Reputation: 213
If I have a vector r , I can easily calculate its inner product
r=[1 2 3];
inner = r*r'
inner = 14
Same goes for the outer product
outer=r'*r
outer =
1 2 3
2 4 6
3 6 9
Outer, as it should be, has NxN components (where N is the total number of components, here 3). Inner, on the other hand has m x m components (where m is the number of rows, here 1). I want to be able to do this standard operation to rectangular matrices too. The inner product of rectangular matrices is easy enough:
r =
1 2 3
1 1 1
inner=r*r'
inner =
14 6
6 3
Inner has components (2x2=4) and this is what I expect from the matrix multiplication of r with its transpose. Clearly, though, it is not clear how I should calculate the outer product of with itself, because now the definition of "inner product with transpose" and "outer product with itself" have the same syntax in MATLAB. Indeed, if I try to repeat what I have done for the vector r, I obtain:
outer=r'*r
outer =
2 3 4
3 5 7
4 7 10
Which is not the outer product of r with itself, as it's evident from the fact that it does not have NxN=36, but only nxn=9 components (where n is the number of column). What MATLAB has interpreted my calculation to be is the inner product of r transpose and r. How do I obtain the proper outer product, whose components are all the combinations of products between components of r?
Upvotes: 1
Views: 3173
Reputation: 1905
The *
operator in MATLAB calculates the matrix multiplication.

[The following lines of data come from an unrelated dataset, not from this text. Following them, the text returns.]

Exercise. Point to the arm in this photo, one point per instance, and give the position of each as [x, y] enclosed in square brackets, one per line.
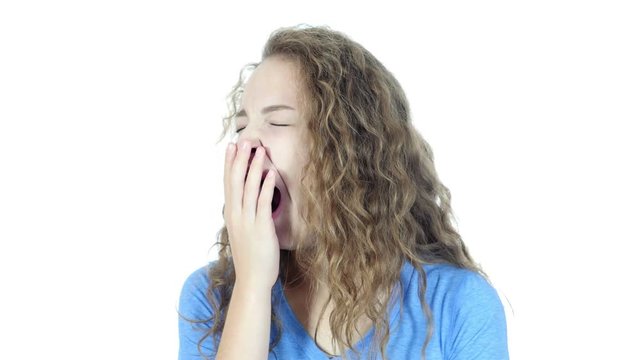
[247, 328]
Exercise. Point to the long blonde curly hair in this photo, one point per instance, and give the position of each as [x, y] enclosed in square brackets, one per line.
[371, 196]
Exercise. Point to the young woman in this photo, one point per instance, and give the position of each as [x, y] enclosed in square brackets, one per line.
[338, 239]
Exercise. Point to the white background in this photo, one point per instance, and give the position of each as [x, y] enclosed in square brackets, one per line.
[111, 182]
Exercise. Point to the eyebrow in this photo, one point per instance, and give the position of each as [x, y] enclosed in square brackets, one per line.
[266, 110]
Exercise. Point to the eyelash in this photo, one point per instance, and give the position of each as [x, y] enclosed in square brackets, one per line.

I guess what you want is the Kronecker product. It can be done with the kron
function in MATLAB.
Upvotes: 4
Reputation: 60444
If you are looking for a 6x6 matrix, you likely want to do
r(:) * r(:).'
r(:)
is a vector with all the elements of matrix r
.
If you are looking for the tensor outer product of r
with itself, which will have a size of 2x3x2x3, then you need to do as follows:
r .* shiftdim(r,-2)
(with the 2 being the number of dimensions in r
, and the .*
the element-wise multiplication with implicit singleton expansion.)
Note that both answers produce the same set of values, as does the kron(r,r)
solution by yar, but all three put the resulting elements in a different order.